One of the highlights of the Tuesday sessions of the Society for Interventional Radiology (SIR) was the very lively Hot Topics debate. This session featured teams of two interventionists arguing for or against current topics of interest. One of the big recent developments in the industry is Medtronics' $1 billion acquisition of Ardian for their renal denervation technology. This has generated some buzz both through industry and clinicians, leaving many wondering about the future role of renal artery stenting and angioplasty in the face of this emerging denervation technology.
Right off the bat, Dr. Tim Murphy conceded the negative trial data from the STAR and ASTRAL trials. However he also did stress the well known criticisms surrounding both trials. Dr. Murphy further pointed out that there would be cases where denervation would not be indicated and where blood pressure controlling drugs are ineffective, thereby keeping a role for renal stenting.
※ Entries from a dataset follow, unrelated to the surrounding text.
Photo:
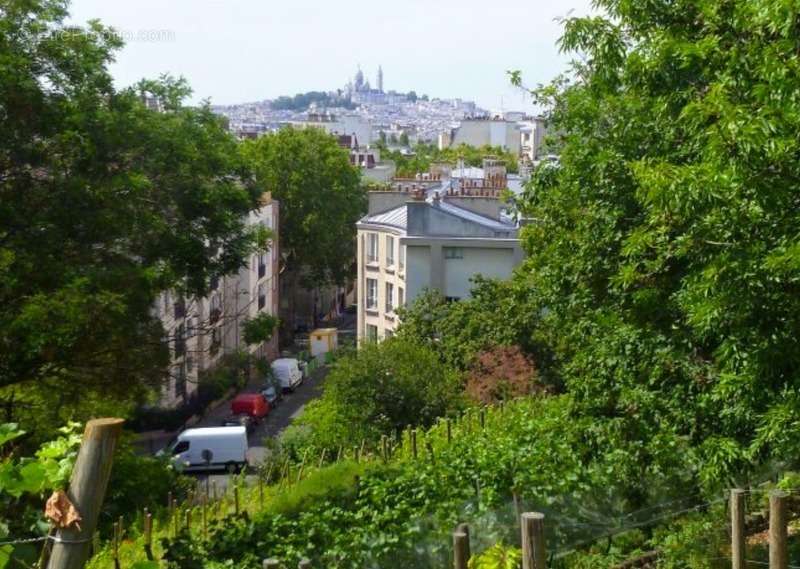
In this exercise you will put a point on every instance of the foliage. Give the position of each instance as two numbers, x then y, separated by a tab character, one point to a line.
402	513
260	328
320	196
302	101
24	481
498	556
496	314
664	250
499	374
426	154
104	203
137	482
377	391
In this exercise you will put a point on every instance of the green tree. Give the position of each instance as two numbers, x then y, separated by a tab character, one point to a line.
103	204
321	199
376	391
665	252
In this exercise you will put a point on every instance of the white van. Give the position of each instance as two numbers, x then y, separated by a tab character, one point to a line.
287	372
211	448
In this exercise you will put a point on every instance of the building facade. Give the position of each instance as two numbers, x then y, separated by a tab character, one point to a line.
437	232
200	331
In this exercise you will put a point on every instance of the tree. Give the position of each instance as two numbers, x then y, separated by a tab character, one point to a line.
665	253
103	204
378	390
321	199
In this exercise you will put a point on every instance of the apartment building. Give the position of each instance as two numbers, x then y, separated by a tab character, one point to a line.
435	232
201	330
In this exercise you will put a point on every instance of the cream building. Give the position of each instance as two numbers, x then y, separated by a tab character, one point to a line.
436	232
201	330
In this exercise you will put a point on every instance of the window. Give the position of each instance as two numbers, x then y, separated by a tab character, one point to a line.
372	333
389	297
182	446
215	309
372	294
180	307
180	341
389	250
372	247
180	383
453	253
262	296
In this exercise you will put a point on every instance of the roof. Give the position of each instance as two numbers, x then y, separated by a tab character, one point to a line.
212	431
398	217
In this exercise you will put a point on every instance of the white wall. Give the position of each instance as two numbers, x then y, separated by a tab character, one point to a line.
491	263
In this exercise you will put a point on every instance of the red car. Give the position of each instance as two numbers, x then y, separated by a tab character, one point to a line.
251	404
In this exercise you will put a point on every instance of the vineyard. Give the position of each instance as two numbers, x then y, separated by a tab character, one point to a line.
398	503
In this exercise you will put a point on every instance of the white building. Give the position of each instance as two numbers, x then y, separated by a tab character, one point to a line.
436	232
201	330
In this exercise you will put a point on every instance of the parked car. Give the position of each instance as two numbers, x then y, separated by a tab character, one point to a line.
251	404
245	421
287	372
211	448
271	394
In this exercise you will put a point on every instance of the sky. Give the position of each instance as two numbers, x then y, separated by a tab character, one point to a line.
236	51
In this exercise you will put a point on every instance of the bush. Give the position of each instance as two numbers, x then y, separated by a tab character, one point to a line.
375	391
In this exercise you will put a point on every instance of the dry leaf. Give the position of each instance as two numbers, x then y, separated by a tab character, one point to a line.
61	512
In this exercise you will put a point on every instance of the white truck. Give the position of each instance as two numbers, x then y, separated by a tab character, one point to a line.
287	372
211	448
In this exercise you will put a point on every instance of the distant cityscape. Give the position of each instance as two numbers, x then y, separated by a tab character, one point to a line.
370	113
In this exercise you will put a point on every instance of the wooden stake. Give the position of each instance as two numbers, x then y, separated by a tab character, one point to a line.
737	529
148	534
778	554
533	553
87	489
460	550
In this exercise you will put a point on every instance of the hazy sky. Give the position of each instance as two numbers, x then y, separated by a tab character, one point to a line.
234	51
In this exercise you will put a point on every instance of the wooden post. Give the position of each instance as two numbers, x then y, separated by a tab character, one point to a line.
204	517
737	529
460	550
148	535
87	489
115	544
533	554
778	555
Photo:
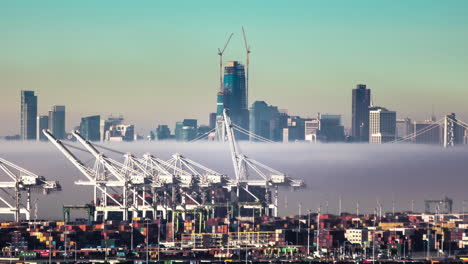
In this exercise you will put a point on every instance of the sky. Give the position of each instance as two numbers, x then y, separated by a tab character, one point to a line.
156	62
361	173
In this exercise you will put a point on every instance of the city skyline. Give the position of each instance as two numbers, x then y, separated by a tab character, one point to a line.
418	55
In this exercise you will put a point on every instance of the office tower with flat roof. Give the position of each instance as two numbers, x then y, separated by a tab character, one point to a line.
235	96
382	125
42	123
57	121
212	120
427	132
360	113
90	128
331	129
28	115
264	120
404	128
162	132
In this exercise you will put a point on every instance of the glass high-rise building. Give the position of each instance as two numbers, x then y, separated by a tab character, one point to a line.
28	115
57	121
382	125
234	96
360	113
90	128
264	121
42	123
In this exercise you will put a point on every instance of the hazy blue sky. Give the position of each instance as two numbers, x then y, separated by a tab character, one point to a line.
156	61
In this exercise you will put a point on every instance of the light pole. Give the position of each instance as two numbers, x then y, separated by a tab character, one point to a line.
147	241
50	247
308	233
75	251
131	237
159	234
318	231
373	238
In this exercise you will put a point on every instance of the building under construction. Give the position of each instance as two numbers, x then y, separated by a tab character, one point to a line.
178	188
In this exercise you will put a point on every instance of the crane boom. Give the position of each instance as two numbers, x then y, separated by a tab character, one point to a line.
247	51
220	53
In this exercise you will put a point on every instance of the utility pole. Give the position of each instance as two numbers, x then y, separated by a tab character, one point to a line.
147	241
339	205
373	237
50	247
357	208
318	231
308	233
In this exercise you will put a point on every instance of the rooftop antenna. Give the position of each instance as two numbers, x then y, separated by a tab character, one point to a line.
247	52
220	53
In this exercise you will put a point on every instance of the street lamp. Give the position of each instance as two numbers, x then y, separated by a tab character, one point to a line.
50	246
147	240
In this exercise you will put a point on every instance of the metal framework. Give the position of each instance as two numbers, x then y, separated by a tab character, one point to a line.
23	181
152	187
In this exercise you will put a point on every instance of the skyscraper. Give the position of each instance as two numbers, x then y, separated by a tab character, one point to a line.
57	121
360	112
330	128
382	125
212	120
42	123
234	96
163	132
90	128
28	115
263	120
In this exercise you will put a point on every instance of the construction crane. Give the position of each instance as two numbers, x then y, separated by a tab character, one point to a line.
221	96
246	168
22	181
247	53
220	53
97	177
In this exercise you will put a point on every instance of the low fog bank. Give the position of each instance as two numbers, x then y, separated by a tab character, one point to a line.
357	172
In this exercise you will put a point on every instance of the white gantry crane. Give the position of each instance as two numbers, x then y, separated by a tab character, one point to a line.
23	181
250	172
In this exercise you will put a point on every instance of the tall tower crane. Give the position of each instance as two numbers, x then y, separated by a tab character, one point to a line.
220	53
247	53
221	99
23	181
246	169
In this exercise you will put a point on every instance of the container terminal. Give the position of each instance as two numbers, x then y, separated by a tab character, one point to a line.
149	210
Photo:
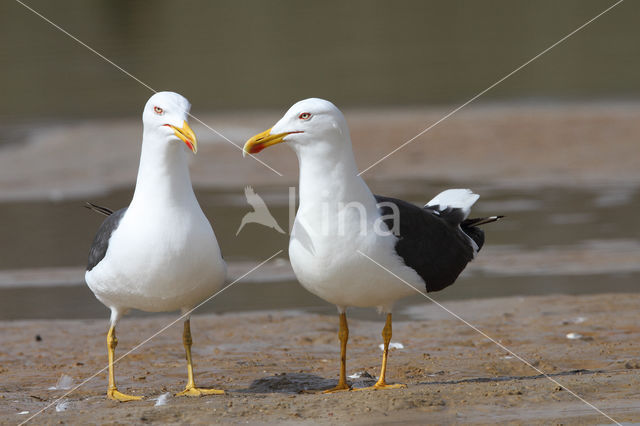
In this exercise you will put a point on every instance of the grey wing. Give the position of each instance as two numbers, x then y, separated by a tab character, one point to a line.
101	241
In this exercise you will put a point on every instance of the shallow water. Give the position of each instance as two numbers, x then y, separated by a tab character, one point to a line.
553	240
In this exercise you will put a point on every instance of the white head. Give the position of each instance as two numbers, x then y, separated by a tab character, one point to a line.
312	124
165	117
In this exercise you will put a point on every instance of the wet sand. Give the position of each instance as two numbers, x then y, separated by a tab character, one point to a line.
270	361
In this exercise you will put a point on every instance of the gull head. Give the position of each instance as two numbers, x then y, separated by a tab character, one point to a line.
165	117
309	124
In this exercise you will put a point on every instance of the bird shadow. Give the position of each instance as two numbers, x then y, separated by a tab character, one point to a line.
296	383
510	378
290	383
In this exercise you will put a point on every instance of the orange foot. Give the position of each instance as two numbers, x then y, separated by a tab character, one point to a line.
193	391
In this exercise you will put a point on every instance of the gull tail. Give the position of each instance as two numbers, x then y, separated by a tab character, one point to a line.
98	209
480	221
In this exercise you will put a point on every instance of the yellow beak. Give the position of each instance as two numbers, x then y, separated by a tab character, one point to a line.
263	140
186	134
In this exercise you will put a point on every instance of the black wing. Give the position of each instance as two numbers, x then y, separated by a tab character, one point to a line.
101	241
431	241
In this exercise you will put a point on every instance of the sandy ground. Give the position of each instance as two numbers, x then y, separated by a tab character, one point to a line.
519	144
270	361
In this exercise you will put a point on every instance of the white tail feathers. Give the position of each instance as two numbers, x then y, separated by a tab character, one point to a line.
455	198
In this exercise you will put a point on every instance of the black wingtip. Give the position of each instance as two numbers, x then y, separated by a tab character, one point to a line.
98	209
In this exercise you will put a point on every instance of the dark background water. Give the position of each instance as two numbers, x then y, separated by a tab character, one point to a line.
256	54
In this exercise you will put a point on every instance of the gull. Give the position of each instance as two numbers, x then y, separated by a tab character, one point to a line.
344	236
160	253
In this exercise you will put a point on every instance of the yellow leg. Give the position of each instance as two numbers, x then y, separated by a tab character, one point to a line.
191	389
343	335
112	391
386	337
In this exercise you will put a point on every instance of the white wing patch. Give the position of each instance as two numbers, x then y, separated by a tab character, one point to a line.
455	198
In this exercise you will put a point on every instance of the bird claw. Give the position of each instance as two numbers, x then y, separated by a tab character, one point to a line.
116	395
193	391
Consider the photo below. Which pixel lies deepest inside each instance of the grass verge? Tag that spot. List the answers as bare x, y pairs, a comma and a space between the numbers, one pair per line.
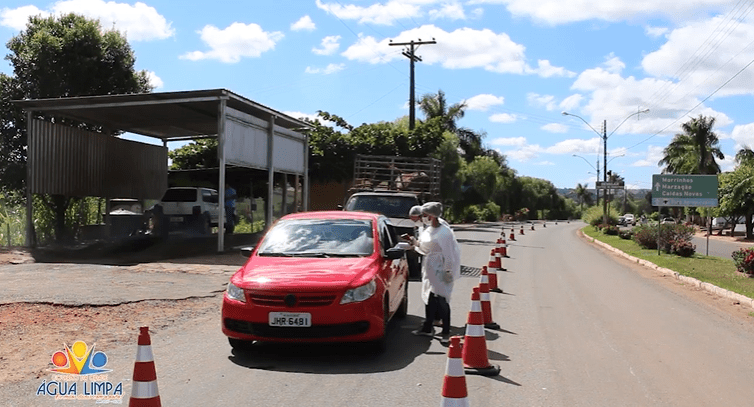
714, 270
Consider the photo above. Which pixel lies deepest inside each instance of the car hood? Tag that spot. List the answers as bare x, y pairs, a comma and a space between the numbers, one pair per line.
404, 223
305, 274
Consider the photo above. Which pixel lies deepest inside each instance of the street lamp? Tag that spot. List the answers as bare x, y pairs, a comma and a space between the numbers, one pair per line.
604, 137
597, 168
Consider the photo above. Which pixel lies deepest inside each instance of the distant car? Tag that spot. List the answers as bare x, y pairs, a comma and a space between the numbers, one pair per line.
190, 207
334, 276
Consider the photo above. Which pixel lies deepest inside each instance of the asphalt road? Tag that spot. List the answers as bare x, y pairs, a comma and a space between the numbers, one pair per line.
579, 328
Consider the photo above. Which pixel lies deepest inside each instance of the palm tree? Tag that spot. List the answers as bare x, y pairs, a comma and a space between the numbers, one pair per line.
436, 106
745, 156
581, 193
693, 151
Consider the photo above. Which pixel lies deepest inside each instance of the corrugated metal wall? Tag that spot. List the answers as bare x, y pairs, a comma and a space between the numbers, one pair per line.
68, 161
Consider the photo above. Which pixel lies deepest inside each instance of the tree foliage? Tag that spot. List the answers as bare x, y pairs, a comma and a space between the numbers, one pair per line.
694, 151
64, 56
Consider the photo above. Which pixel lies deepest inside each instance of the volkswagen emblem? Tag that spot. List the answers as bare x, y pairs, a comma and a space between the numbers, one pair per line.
290, 300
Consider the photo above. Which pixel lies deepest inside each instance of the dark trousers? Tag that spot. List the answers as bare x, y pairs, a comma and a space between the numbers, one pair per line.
437, 306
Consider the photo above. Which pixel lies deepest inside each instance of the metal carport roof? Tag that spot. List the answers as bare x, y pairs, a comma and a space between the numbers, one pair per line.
169, 116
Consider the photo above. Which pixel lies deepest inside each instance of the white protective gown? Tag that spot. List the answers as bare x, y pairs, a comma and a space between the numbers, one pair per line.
441, 264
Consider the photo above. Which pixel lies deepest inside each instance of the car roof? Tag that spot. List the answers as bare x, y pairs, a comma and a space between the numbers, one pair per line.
333, 215
385, 193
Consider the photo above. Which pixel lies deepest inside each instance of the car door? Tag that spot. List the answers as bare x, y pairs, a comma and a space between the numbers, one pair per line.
388, 268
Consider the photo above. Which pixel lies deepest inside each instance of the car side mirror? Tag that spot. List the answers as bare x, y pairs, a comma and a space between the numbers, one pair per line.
394, 254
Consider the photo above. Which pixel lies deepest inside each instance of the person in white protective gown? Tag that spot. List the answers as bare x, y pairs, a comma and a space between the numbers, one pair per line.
441, 266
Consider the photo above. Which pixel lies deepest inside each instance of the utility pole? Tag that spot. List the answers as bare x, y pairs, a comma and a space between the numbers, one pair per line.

On the other hand, Dr. Mark Sapoval argued for leaving renal stenting behind and embracing denervation, as well as focus on better medical management. He stressed that renal stenting has shown no benefit over medical management by any measure in trials, but comes with complications such as vessel perforation and hemorrhage. Furthermore denervation has shown a decrease in blood pressure, one of the key end points in therapy. Hope from future trials for stenting, such as CORAL is lukewarm and not expected to change perception. The new tool, renal denervation, for patients with no stenosis or other cause of secondary hypertension, is the answer.
Dr. Thomas Soh replied by arguing that the debate is moot because both treatment options, denervation and stenting, are non-competitive and complementary. He said that if the indications and contraindications for both were such that the indications for one were the contraindications for the other, and vice versa, suggesting a possible lack of complete overlap in terms of eligible patient populations.
Dr. Alan Matsumoto noted however, that less than 5% of hypertension was due to renal artery stenosis. Hypertension treatment therefore, would be better treated with denervation. He further argued that the current trials for renal artery stenting were poorly designed and haven't even determined the right type of patients to treat, so the evidence is weak. Dr. Matsumoto ended his rebuttal stating that interventional radiologists needed to adapt their treatment for hypertension or be left behind.
Overall, the judging panel narrowly agreed that there would still be a continued role for renal artery stenting and angioplasty. Although denervation is not expected to completely eliminate renal stenting, procedural growth will continue to fall due to lack of clinical safety and efficacy, as well as the relative uncertainty as to which patients would truly benefit from the procedure.